US April wholesale inventories +2.3% vs +2.3% expected
Fed's Bostic: 50 basis points is a pretty aggressive move, Fed can stay at that pace
More from Bostic: Sees two or three 50 basis point hikes
Fed's Kashkari: Concerns about energy prices resonate
BOE's Saunders says neutral is somewhere in range of 1.25-2.50%
BOE's Saunders: My preference has been to move quickly to a more neutral stance
Hungary foreign min says more discussion needed for stance on Russia oil ban to change
EU's Von Der Leyen: We made progress in meeting with Hungary but further work needed
Atlanta Fed GDPNow Q2 forecast lowered to 1.8% from 2.2%
NY Fed one-year inflation expectations 6.3% vs 6.6% in March
US April Conference Board employment trends 120.18 vs 120.56 prior
Gold down $30 to $1853
WTI crude oil down $7.41 to $102.35
US 10-year yields down 8 bps to 3.04%
S&P 500 down 135 points, or 3.4%, to lowest since April 2021
JPY leads, AUD lags
There weren't any headlines driving the move to start the new week but there were some interesting quirks compared to recent price action. For one, the US dollar didn't sustain a bid against JPY, GBP or EUR even as the wheels fell off in equities. Perhaps that's just the ebb and flow but it could be a sign of rising worries about the US economy or the realization the Fed might not need to hike as much if growth starts to look as bad as the stock market.

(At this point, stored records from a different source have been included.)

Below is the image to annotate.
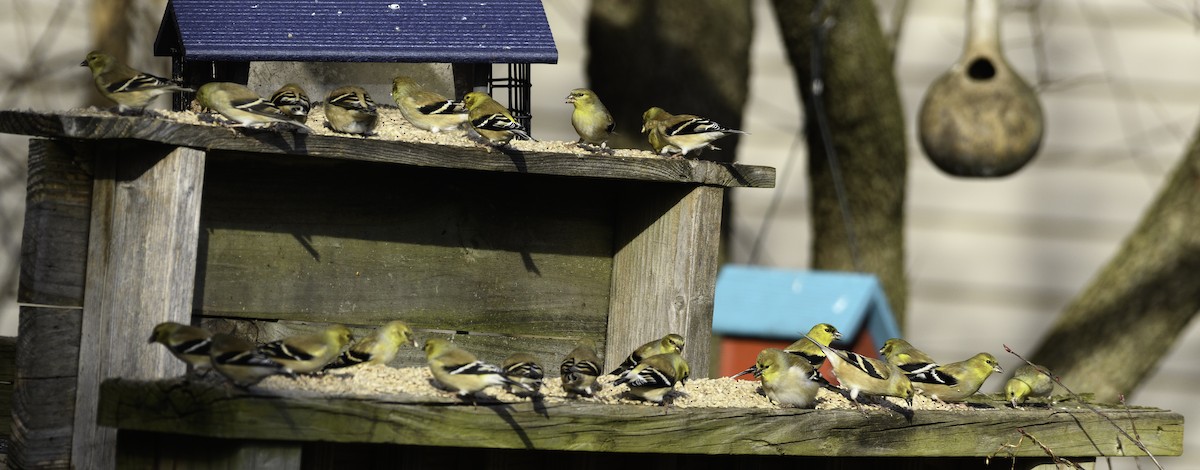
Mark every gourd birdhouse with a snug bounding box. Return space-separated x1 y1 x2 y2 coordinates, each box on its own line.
918 0 1044 177
153 0 558 131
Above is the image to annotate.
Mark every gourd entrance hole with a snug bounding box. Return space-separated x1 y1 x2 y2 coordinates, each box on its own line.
968 58 996 80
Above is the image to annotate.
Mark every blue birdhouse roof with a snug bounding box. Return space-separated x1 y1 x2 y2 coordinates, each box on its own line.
712 265 901 349
155 0 558 64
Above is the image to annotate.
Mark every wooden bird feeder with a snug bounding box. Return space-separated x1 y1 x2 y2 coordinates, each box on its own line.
918 0 1045 177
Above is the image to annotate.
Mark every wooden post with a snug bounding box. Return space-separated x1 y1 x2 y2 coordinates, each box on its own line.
607 185 724 377
72 143 206 469
12 139 93 469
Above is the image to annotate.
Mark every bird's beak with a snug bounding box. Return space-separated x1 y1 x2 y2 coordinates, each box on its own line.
730 366 756 379
79 59 87 67
833 331 844 340
564 95 576 104
994 364 1004 374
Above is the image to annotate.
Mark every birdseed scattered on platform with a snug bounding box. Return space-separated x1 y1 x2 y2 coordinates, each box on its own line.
255 365 986 412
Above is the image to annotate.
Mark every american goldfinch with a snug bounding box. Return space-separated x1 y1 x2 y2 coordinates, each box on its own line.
81 50 191 113
501 353 544 397
565 88 614 150
423 338 530 397
390 76 468 133
614 352 690 405
754 348 820 408
269 83 311 124
148 321 213 370
879 338 939 376
463 91 532 146
909 352 1003 402
803 333 914 409
209 333 292 388
325 321 417 370
324 85 378 136
608 333 685 376
732 323 840 380
195 82 313 132
258 324 353 374
1005 364 1054 407
641 106 747 158
560 340 602 397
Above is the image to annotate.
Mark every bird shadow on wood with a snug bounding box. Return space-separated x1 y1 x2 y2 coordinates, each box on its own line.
486 403 536 450
291 233 321 261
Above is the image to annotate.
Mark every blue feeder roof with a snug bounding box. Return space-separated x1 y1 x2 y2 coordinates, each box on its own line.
155 0 558 64
712 265 901 349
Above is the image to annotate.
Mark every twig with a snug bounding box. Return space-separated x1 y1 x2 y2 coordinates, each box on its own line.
1003 345 1164 469
1018 428 1087 470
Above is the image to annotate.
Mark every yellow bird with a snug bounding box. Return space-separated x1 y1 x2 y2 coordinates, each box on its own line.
560 340 602 398
196 82 312 131
803 333 914 411
423 338 530 397
325 321 417 370
259 324 353 374
269 83 311 124
501 353 544 397
148 321 213 370
324 85 378 135
614 352 690 405
209 333 292 388
565 88 615 150
753 348 820 408
391 76 468 133
732 323 840 381
879 338 939 376
81 50 191 113
462 91 532 146
641 106 746 158
609 333 685 376
1006 364 1055 407
909 353 1003 402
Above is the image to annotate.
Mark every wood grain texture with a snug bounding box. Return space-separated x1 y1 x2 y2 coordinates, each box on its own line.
73 144 206 469
19 139 93 306
117 430 302 470
0 336 13 440
194 152 613 337
11 307 82 470
98 377 1183 459
606 185 724 377
0 110 775 189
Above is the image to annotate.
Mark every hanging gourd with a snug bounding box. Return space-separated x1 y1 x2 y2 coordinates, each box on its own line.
918 0 1044 177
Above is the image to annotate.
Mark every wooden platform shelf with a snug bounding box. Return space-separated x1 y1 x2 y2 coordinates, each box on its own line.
100 377 1183 469
3 109 773 468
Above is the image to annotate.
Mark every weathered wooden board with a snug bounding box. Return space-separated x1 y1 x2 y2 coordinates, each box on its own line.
0 336 14 440
73 144 206 469
194 152 613 339
607 185 723 376
19 139 92 306
198 317 604 369
117 431 302 470
99 378 1183 459
11 307 81 470
0 110 775 189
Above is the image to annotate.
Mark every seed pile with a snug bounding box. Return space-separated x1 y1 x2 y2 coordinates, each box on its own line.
254 364 985 412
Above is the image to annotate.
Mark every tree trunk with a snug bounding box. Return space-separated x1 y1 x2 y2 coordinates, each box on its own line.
1029 132 1200 402
586 0 753 164
586 0 754 262
771 0 909 323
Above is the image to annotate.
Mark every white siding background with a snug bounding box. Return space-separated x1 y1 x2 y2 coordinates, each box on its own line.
0 0 1197 468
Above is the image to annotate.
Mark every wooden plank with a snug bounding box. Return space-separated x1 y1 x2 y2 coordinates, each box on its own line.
73 144 206 469
98 377 1184 459
194 152 613 337
117 430 301 470
199 318 605 370
19 139 92 306
11 307 81 470
0 110 775 189
0 336 15 441
607 185 724 377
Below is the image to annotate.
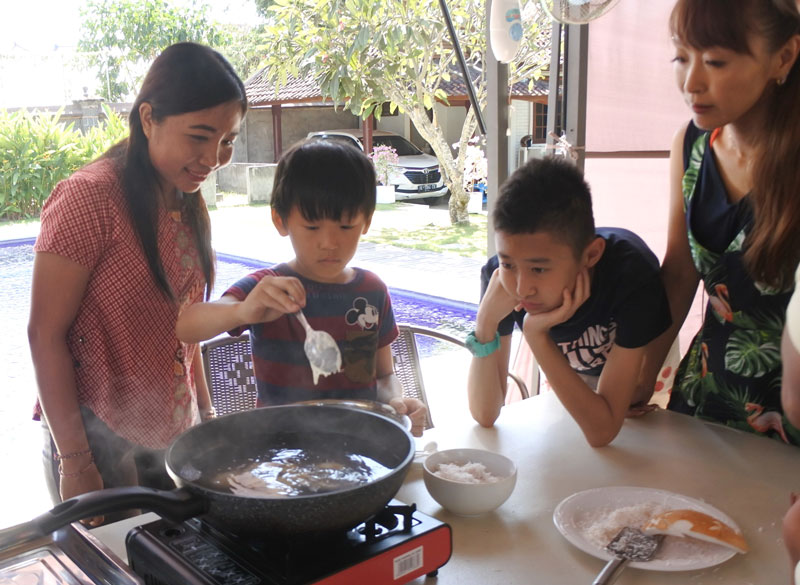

Secondly, the broad deleveraging in all assets gave way to some buying in bonds. That could reflect unleveraged funds in a flight to safety finally overwhelming the deleveraging sales.
In stocks, every bounce was sold. It wasn't the kind of puke that some bottom-pickers would like to see but rather a controlled demolition of longs. After five weeks of selling and a Monday like this, we might not be far off from disorderly selling. Certainly we're seeing that in pockets of tech and have been for some time. ARKK was down 10.4% today as towels are thrown in.
Another difference was that energy and commodities were sold off alongside stocks today. Previously, they'd been remarkably resilient. That points to a brewing global growth slowdown and continued frustration with China covid policy. Oil and gas took sharp legs lower and copper continued its slide.
Perhaps the worst signal for commodities was commodity currencies. CAD and AUD both touched below levels that have held multiple times. USD/CAD rose above 1.30 for the first time since Nov 2020 while AUD/USD fell below 0.7000 for the first time since July 2020. Both charts are ominous.